There’s something about sitting down with some buttery popcorn, which is nonnegotiable, and watching a movie. There’s really nothing like it. All movies provide a sense of escapism for people, but horror movies take the escapism to the next level.
I didn’t always enjoy horror movies. When I was younger, my mother bribed me with a piece of cake to see a horror movie (“The Grudge” if you’re interested), and I was terrified. However, in high school, I developed a taste for the finer parts of horror films.
Horror has become extremely prevalent within our society with television shows like “American Horror Story” and “The Walking Dead” and movies such as “It” and “The Conjuring” breaking records.
People love horror.
And, believe it or not, there is actually quite a bit of psychology behind the reason that people enjoy horror. According to Dr. Glenn Sparks, who is a professor and associate head of the School of Communications at Purdue University, one of the reasons that people love horror so much is how they feel after the credits roll.
When you watch a horror film, your blood pressure rises along with your heart rate. Psychologically, you’re aroused, and this arousal lasts for a bit after the film. Which means, any feelings you experience, positive or negative, are intensified, according to Sparks. So since most of us go to the movies with friends, family or significant others, we have a positive experience, and are more likely to continue going back to horror films. This particular process is called the excitation transfer process.

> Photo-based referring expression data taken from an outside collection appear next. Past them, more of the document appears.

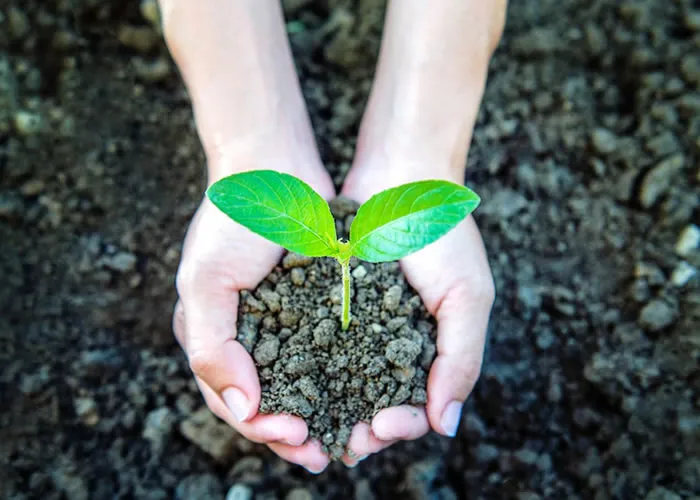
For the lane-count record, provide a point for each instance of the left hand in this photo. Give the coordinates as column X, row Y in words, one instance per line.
column 453, row 278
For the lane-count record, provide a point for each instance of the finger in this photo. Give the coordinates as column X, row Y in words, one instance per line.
column 310, row 456
column 400, row 423
column 363, row 443
column 462, row 322
column 205, row 326
column 460, row 298
column 265, row 429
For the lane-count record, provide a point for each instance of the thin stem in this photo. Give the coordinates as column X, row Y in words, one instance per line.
column 345, row 265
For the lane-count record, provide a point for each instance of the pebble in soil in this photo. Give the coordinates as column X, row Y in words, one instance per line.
column 311, row 368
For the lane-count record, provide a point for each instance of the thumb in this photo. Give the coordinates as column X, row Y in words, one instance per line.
column 207, row 331
column 462, row 323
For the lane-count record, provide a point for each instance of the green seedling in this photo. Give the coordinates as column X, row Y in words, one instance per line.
column 389, row 226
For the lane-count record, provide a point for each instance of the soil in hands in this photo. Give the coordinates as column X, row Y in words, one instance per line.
column 311, row 368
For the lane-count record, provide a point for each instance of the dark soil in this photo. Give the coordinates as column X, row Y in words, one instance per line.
column 585, row 153
column 332, row 378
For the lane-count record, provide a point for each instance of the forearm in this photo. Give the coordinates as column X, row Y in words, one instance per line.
column 429, row 83
column 235, row 59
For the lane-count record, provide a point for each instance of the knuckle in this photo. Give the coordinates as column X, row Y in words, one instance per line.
column 179, row 323
column 202, row 363
column 468, row 373
column 481, row 289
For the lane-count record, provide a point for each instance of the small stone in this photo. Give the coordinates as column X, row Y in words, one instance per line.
column 299, row 494
column 682, row 274
column 688, row 241
column 267, row 350
column 690, row 68
column 691, row 18
column 212, row 436
column 298, row 276
column 152, row 71
column 486, row 454
column 419, row 397
column 525, row 457
column 604, row 141
column 660, row 493
column 271, row 299
column 308, row 388
column 18, row 23
column 657, row 315
column 595, row 38
column 292, row 6
column 10, row 206
column 651, row 273
column 66, row 40
column 359, row 272
column 505, row 204
column 392, row 298
column 659, row 179
column 529, row 298
column 151, row 13
column 199, row 487
column 537, row 42
column 239, row 492
column 248, row 469
column 122, row 262
column 31, row 188
column 28, row 123
column 402, row 352
column 403, row 393
column 140, row 38
column 404, row 375
column 663, row 144
column 288, row 319
column 324, row 333
column 159, row 425
column 292, row 260
column 689, row 105
column 86, row 409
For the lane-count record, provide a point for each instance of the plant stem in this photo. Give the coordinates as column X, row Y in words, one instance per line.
column 345, row 266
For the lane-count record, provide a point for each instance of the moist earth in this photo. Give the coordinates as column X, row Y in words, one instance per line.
column 310, row 367
column 585, row 154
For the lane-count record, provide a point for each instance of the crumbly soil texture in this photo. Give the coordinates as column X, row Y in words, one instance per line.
column 311, row 368
column 585, row 154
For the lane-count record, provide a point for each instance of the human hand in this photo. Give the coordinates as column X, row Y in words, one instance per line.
column 219, row 259
column 453, row 278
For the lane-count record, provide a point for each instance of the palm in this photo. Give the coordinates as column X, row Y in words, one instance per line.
column 221, row 258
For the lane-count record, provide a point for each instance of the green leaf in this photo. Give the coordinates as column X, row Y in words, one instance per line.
column 402, row 220
column 279, row 207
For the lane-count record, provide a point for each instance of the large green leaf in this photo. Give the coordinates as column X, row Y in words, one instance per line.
column 279, row 207
column 402, row 220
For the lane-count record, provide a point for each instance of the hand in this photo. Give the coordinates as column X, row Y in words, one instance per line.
column 453, row 278
column 219, row 259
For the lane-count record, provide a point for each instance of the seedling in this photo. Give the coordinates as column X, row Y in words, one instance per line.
column 389, row 226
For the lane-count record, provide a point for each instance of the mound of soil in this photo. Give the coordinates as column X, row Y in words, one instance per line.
column 332, row 378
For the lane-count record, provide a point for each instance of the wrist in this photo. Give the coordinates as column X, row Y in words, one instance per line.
column 235, row 60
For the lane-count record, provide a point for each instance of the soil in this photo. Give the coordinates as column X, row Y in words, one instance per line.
column 585, row 153
column 332, row 378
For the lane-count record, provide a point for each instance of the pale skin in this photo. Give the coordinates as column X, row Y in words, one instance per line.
column 236, row 62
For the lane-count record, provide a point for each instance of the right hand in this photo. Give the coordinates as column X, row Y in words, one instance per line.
column 220, row 258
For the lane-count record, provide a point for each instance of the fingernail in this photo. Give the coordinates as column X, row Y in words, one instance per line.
column 292, row 442
column 450, row 418
column 237, row 402
column 314, row 470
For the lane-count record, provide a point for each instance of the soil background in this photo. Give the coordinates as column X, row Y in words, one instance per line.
column 586, row 154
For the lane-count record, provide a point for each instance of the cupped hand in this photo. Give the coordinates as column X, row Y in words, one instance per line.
column 219, row 259
column 453, row 278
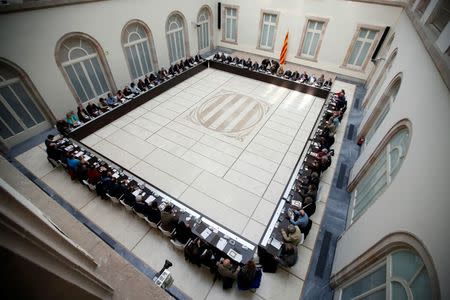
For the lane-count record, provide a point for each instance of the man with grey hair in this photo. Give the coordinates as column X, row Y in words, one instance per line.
column 292, row 234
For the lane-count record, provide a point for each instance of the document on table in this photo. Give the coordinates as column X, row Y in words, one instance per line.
column 276, row 243
column 221, row 244
column 206, row 233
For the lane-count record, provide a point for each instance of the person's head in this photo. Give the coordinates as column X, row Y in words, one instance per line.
column 289, row 248
column 308, row 200
column 291, row 228
column 250, row 265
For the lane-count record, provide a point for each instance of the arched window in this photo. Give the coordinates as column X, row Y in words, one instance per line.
column 139, row 49
column 399, row 275
column 204, row 29
column 381, row 170
column 380, row 112
column 381, row 78
column 20, row 114
column 81, row 61
column 176, row 37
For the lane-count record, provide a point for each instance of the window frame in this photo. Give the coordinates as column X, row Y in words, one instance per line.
column 304, row 33
column 384, row 101
column 377, row 254
column 224, row 38
column 375, row 42
column 210, row 28
column 150, row 44
column 261, row 25
column 381, row 149
column 185, row 35
column 101, row 59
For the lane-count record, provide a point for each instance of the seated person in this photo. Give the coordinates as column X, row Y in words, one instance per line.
column 72, row 162
column 103, row 185
column 117, row 189
column 168, row 219
column 194, row 250
column 141, row 207
column 255, row 66
column 120, row 96
column 299, row 218
column 198, row 58
column 128, row 197
column 134, row 89
column 154, row 214
column 228, row 272
column 304, row 77
column 141, row 85
column 82, row 114
column 309, row 206
column 94, row 175
column 292, row 234
column 280, row 71
column 320, row 80
column 82, row 171
column 93, row 110
column 289, row 255
column 72, row 119
column 49, row 140
column 127, row 91
column 248, row 63
column 111, row 101
column 182, row 232
column 235, row 61
column 287, row 74
column 63, row 127
column 274, row 67
column 103, row 105
column 249, row 277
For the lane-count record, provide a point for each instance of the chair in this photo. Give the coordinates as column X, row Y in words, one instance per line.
column 178, row 245
column 153, row 225
column 165, row 232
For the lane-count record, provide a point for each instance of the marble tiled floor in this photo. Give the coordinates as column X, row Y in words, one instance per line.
column 153, row 248
column 223, row 144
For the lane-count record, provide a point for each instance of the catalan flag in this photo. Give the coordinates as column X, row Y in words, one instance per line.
column 284, row 50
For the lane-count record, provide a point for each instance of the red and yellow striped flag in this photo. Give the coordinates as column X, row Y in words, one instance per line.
column 284, row 50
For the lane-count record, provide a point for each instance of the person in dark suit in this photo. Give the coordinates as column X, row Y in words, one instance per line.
column 82, row 114
column 168, row 219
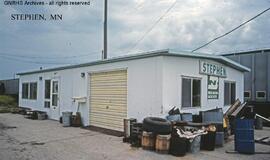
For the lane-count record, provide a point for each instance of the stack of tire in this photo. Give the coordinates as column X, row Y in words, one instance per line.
column 154, row 127
column 157, row 125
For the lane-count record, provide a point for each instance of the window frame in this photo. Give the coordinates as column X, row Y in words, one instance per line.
column 28, row 92
column 249, row 92
column 261, row 98
column 230, row 92
column 47, row 99
column 191, row 91
column 35, row 92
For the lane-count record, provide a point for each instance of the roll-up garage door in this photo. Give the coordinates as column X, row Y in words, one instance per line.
column 108, row 99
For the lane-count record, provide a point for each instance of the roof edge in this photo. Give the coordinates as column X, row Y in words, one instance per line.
column 165, row 52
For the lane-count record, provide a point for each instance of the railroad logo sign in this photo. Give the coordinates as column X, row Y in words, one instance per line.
column 213, row 87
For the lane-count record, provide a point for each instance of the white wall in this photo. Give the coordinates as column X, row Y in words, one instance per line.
column 176, row 67
column 144, row 87
column 154, row 86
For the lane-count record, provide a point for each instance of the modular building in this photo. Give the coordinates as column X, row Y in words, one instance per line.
column 134, row 86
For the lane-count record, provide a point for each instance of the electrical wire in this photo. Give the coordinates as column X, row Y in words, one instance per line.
column 225, row 34
column 29, row 61
column 55, row 57
column 153, row 26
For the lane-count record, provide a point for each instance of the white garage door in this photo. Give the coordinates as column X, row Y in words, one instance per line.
column 108, row 99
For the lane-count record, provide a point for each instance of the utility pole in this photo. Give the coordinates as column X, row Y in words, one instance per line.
column 104, row 55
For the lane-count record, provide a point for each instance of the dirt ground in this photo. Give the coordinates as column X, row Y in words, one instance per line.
column 26, row 139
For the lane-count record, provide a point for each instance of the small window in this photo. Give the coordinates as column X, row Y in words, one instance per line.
column 260, row 95
column 47, row 89
column 191, row 92
column 47, row 104
column 247, row 94
column 25, row 90
column 33, row 90
column 229, row 93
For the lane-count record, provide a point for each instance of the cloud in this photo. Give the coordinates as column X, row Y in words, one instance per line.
column 188, row 25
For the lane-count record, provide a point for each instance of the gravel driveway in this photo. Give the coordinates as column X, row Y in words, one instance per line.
column 26, row 139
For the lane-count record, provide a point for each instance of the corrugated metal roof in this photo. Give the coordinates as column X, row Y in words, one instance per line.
column 266, row 50
column 167, row 52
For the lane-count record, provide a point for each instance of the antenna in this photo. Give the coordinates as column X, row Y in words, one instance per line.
column 104, row 55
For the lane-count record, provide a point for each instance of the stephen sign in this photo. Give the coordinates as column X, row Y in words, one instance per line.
column 212, row 69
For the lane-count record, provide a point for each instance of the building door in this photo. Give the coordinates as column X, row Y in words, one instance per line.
column 55, row 110
column 108, row 99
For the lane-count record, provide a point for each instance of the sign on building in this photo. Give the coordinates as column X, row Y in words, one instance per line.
column 212, row 87
column 213, row 69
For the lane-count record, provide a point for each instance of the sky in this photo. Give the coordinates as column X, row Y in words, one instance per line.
column 29, row 45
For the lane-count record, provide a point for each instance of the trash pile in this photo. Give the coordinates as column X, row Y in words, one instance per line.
column 168, row 136
column 179, row 133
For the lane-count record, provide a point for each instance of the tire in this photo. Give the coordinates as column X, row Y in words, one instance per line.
column 157, row 125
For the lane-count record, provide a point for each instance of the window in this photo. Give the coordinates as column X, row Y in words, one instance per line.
column 229, row 93
column 260, row 95
column 25, row 90
column 247, row 94
column 47, row 93
column 191, row 92
column 33, row 90
column 29, row 90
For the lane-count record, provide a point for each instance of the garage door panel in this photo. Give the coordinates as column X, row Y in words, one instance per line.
column 111, row 107
column 108, row 99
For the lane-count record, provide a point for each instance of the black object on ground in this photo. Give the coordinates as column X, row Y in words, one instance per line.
column 264, row 140
column 157, row 125
column 258, row 123
column 136, row 135
column 244, row 136
column 208, row 141
column 76, row 120
column 174, row 111
column 178, row 146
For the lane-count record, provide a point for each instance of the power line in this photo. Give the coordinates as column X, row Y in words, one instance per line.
column 225, row 34
column 153, row 26
column 55, row 57
column 29, row 61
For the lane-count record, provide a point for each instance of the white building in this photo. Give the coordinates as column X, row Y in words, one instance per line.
column 134, row 86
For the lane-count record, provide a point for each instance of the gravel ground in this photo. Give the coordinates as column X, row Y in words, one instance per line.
column 26, row 139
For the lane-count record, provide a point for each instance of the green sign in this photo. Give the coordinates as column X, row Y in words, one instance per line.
column 212, row 69
column 213, row 87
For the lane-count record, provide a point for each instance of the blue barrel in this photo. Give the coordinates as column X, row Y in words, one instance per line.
column 244, row 136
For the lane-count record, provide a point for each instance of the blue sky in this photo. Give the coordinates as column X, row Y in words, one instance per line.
column 26, row 45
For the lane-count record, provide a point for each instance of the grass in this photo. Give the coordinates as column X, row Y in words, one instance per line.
column 7, row 104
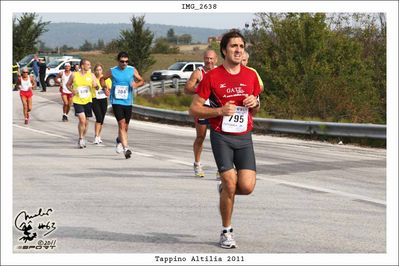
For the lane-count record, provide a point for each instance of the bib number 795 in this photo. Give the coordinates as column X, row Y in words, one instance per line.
column 237, row 118
column 237, row 122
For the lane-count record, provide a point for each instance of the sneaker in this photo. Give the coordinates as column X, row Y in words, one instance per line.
column 96, row 140
column 217, row 175
column 219, row 186
column 198, row 171
column 119, row 147
column 227, row 239
column 81, row 144
column 127, row 153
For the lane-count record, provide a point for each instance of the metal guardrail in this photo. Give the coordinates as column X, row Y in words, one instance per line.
column 161, row 87
column 371, row 131
column 280, row 125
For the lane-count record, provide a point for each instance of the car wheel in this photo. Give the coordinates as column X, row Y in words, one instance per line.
column 51, row 81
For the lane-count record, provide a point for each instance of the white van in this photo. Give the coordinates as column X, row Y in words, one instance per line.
column 56, row 66
column 179, row 70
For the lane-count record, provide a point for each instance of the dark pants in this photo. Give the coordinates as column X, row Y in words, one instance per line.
column 42, row 82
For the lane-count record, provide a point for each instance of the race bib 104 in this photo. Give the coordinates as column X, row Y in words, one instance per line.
column 100, row 94
column 84, row 92
column 236, row 123
column 121, row 92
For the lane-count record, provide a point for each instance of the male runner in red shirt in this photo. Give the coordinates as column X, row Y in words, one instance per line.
column 233, row 91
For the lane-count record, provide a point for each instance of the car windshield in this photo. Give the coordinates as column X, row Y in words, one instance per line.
column 177, row 66
column 26, row 59
column 54, row 63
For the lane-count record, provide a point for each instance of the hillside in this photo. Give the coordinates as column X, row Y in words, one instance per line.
column 74, row 34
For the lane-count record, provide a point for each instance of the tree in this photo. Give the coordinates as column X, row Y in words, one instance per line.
column 26, row 33
column 162, row 46
column 86, row 46
column 184, row 39
column 100, row 44
column 171, row 36
column 318, row 68
column 137, row 43
column 113, row 46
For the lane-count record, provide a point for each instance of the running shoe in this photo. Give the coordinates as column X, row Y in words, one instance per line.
column 198, row 171
column 217, row 175
column 127, row 153
column 96, row 140
column 119, row 147
column 81, row 144
column 227, row 239
column 219, row 186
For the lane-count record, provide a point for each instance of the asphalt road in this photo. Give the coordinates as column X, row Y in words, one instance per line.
column 310, row 197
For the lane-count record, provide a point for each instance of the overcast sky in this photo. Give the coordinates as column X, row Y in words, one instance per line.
column 203, row 20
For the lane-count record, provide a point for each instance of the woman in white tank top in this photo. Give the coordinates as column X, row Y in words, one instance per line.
column 25, row 84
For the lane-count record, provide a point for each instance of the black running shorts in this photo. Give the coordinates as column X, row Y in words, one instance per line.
column 83, row 108
column 100, row 109
column 233, row 151
column 122, row 112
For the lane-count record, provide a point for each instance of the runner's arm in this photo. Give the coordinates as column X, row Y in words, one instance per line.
column 94, row 81
column 107, row 75
column 33, row 81
column 140, row 80
column 69, row 84
column 191, row 83
column 198, row 109
column 252, row 102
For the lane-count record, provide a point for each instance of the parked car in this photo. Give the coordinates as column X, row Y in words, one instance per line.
column 55, row 67
column 28, row 59
column 179, row 70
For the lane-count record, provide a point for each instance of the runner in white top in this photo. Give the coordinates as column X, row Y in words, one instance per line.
column 25, row 84
column 210, row 60
column 66, row 95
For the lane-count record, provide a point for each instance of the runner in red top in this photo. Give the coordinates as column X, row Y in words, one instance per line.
column 222, row 87
column 232, row 90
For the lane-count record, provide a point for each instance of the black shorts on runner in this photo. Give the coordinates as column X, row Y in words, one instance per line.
column 122, row 112
column 83, row 108
column 233, row 150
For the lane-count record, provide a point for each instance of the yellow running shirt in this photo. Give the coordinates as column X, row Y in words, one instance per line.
column 83, row 85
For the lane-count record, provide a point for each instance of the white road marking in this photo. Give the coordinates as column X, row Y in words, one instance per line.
column 260, row 177
column 321, row 189
column 41, row 132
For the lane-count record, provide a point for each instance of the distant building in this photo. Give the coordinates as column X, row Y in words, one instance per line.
column 216, row 39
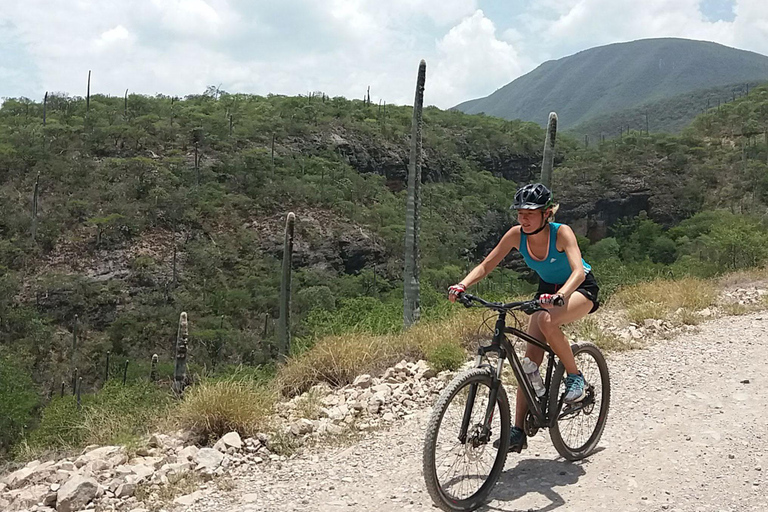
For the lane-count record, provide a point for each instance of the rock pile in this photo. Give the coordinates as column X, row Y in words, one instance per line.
column 108, row 479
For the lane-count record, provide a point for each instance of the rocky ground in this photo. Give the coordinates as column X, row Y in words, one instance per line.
column 686, row 431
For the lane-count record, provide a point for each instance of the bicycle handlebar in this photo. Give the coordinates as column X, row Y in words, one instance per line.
column 527, row 306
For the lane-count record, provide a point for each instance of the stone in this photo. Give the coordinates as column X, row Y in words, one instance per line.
column 125, row 490
column 363, row 381
column 230, row 440
column 141, row 471
column 28, row 497
column 189, row 499
column 302, row 426
column 50, row 499
column 31, row 473
column 208, row 458
column 111, row 455
column 249, row 498
column 78, row 492
column 188, row 453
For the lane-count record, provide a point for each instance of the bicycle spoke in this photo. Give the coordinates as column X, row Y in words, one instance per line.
column 463, row 468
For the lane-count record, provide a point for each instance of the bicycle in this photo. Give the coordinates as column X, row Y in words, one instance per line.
column 476, row 426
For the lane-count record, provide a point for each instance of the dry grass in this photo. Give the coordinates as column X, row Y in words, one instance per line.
column 337, row 360
column 211, row 409
column 589, row 329
column 309, row 405
column 743, row 277
column 161, row 498
column 661, row 298
column 736, row 309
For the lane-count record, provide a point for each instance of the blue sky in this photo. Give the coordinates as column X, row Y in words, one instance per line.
column 340, row 47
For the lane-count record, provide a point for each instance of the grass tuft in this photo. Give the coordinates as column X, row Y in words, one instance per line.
column 214, row 408
column 659, row 299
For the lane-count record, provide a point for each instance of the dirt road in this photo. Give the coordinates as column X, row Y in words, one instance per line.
column 687, row 432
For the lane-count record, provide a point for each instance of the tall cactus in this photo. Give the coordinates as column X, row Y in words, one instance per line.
column 411, row 290
column 34, row 207
column 153, row 368
column 284, row 325
column 180, row 371
column 549, row 151
column 88, row 95
column 73, row 362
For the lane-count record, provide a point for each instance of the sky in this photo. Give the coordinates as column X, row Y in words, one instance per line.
column 339, row 47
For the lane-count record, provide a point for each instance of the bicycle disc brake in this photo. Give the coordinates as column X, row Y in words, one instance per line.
column 529, row 425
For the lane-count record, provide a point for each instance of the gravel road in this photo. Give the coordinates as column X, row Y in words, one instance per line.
column 687, row 432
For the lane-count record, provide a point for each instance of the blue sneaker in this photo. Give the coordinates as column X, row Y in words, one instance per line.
column 575, row 388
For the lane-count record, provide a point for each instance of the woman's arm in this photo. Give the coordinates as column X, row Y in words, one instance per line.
column 511, row 240
column 567, row 240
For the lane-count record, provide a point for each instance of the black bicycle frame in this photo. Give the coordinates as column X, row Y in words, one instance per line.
column 500, row 344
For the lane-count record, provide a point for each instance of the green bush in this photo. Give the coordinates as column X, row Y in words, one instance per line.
column 115, row 415
column 663, row 250
column 605, row 249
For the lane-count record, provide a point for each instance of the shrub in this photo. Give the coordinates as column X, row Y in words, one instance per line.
column 18, row 401
column 446, row 356
column 659, row 298
column 213, row 408
column 115, row 415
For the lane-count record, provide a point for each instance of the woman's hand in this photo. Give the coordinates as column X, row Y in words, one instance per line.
column 549, row 300
column 455, row 290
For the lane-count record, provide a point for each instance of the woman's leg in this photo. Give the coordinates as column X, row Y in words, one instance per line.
column 577, row 306
column 536, row 355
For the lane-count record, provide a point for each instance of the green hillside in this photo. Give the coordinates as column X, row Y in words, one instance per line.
column 166, row 205
column 669, row 115
column 612, row 78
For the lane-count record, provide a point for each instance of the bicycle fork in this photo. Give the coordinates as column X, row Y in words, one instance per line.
column 488, row 418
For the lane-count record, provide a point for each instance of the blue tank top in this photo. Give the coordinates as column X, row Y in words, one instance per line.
column 554, row 268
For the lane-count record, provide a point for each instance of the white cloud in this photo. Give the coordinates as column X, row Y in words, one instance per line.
column 339, row 46
column 472, row 62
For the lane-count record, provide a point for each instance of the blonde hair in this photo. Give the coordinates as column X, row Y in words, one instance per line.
column 555, row 207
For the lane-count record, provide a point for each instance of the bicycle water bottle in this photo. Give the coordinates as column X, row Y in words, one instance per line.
column 534, row 377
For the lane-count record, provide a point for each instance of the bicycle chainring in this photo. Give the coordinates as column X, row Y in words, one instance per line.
column 529, row 425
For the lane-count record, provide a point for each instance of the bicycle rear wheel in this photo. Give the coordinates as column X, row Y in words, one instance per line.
column 579, row 426
column 460, row 475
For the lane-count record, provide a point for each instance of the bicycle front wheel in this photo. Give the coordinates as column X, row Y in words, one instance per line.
column 579, row 426
column 460, row 472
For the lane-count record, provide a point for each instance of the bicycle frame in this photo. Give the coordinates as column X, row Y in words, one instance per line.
column 501, row 345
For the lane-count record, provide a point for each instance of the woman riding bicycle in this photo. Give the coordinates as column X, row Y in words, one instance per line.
column 551, row 250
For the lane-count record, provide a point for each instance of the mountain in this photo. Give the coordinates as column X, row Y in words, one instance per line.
column 668, row 115
column 618, row 76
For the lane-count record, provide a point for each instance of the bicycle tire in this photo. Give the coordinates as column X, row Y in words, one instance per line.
column 483, row 376
column 573, row 453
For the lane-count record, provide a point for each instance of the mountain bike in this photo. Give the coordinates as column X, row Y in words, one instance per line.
column 460, row 463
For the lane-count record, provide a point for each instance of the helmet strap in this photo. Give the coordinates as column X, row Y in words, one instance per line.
column 541, row 228
column 546, row 223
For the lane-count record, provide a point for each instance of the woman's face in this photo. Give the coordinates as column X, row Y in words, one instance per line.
column 530, row 220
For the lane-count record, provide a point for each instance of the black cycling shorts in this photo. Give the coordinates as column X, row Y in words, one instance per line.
column 588, row 288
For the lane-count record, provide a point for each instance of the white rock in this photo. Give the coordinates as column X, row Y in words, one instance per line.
column 112, row 455
column 363, row 381
column 32, row 472
column 188, row 453
column 125, row 490
column 230, row 440
column 189, row 499
column 208, row 458
column 303, row 426
column 76, row 493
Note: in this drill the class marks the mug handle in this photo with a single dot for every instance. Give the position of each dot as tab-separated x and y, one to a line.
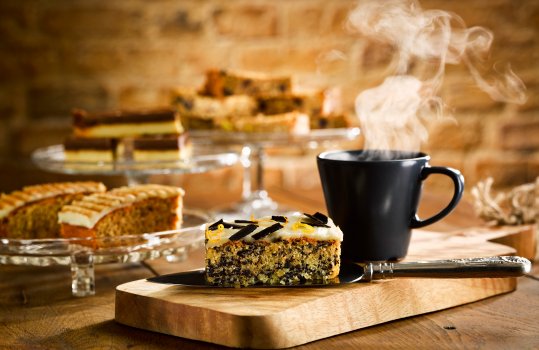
458	181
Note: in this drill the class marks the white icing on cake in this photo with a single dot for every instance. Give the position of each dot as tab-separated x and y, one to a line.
88	211
29	194
292	229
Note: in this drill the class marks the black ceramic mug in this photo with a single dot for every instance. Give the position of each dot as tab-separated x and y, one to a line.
373	197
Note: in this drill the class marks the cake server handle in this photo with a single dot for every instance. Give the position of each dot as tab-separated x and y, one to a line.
497	266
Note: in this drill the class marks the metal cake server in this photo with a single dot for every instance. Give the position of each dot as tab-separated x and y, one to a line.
495	267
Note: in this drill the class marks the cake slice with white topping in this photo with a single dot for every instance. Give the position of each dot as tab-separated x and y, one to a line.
275	250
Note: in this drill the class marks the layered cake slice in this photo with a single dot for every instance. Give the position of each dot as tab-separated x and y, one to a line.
274	250
221	83
292	123
78	149
310	103
189	103
126	123
123	211
170	148
33	211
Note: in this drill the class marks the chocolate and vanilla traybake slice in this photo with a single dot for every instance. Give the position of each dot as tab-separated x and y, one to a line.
127	123
123	211
274	250
33	211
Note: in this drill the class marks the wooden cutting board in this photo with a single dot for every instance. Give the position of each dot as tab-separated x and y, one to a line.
272	318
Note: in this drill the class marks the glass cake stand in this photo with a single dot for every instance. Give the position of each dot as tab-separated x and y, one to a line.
255	199
82	254
52	159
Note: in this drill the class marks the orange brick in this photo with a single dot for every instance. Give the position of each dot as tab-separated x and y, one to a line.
280	58
520	135
143	96
461	94
76	21
507	170
377	55
305	21
339	13
58	100
26	139
180	21
450	134
246	21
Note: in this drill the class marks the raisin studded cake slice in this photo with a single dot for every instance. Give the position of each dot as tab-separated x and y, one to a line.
221	82
274	250
123	211
33	211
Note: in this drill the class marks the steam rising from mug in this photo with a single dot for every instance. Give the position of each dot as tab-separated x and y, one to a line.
394	114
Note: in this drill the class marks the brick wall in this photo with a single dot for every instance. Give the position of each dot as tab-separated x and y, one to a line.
97	55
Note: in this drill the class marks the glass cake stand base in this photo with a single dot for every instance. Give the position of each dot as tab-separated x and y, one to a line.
83	254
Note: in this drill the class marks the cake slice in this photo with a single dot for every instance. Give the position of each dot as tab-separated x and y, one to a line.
123	211
274	250
33	211
169	148
126	123
190	103
310	103
221	83
292	123
78	149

In layman’s terms, there is something incredibly cathartic about being scared to death. You get scared, and then it’s over. Your fear is tangible and finite. And you feel an intense sense of relief when it’s over. I know I do. Every time I watch a horror film, I’m tense all the way through the climax, but when the big baddie is finally dead, I unclench and relax, and get vaguely uncomfortable with the final kiss, which is a whole different type of opinion piece.
Dr. Jeffery Goldstein, who is a professor of social and organizational psychology at the University of Utrecht, was quoted in an interview with IGN as saying, “You choose your entertainment because you want it to affect you. That’s certainly true of people who go to entertainment products like horror films that have big effects. They want those effects…[Horror films] provide a just resolution in the end. The bad guy gets it.” Goldstein seems to have hit the nail on the head.
Some people, according to Sparks, are more hypersensitive and thus are more likely to be unable to handle horror films. People who are more empathic are also less likely to enjoy horror films, according to an article on Concordia University at Saint Paul’s website. The reason for this is probably due to the fact that they relate too much to the characters, and thus feel more of their pain and fear than people who have less empathy.
So, next time you’re feeling stressed or zombie-like, pop some popcorn, again, seriously, nonnegotiable, grab some cool people and tune in to some horror films. After the credits, talk about the movie with your friends to keep your psychological buzz going. I promise you’ll feel much more relieved afterward.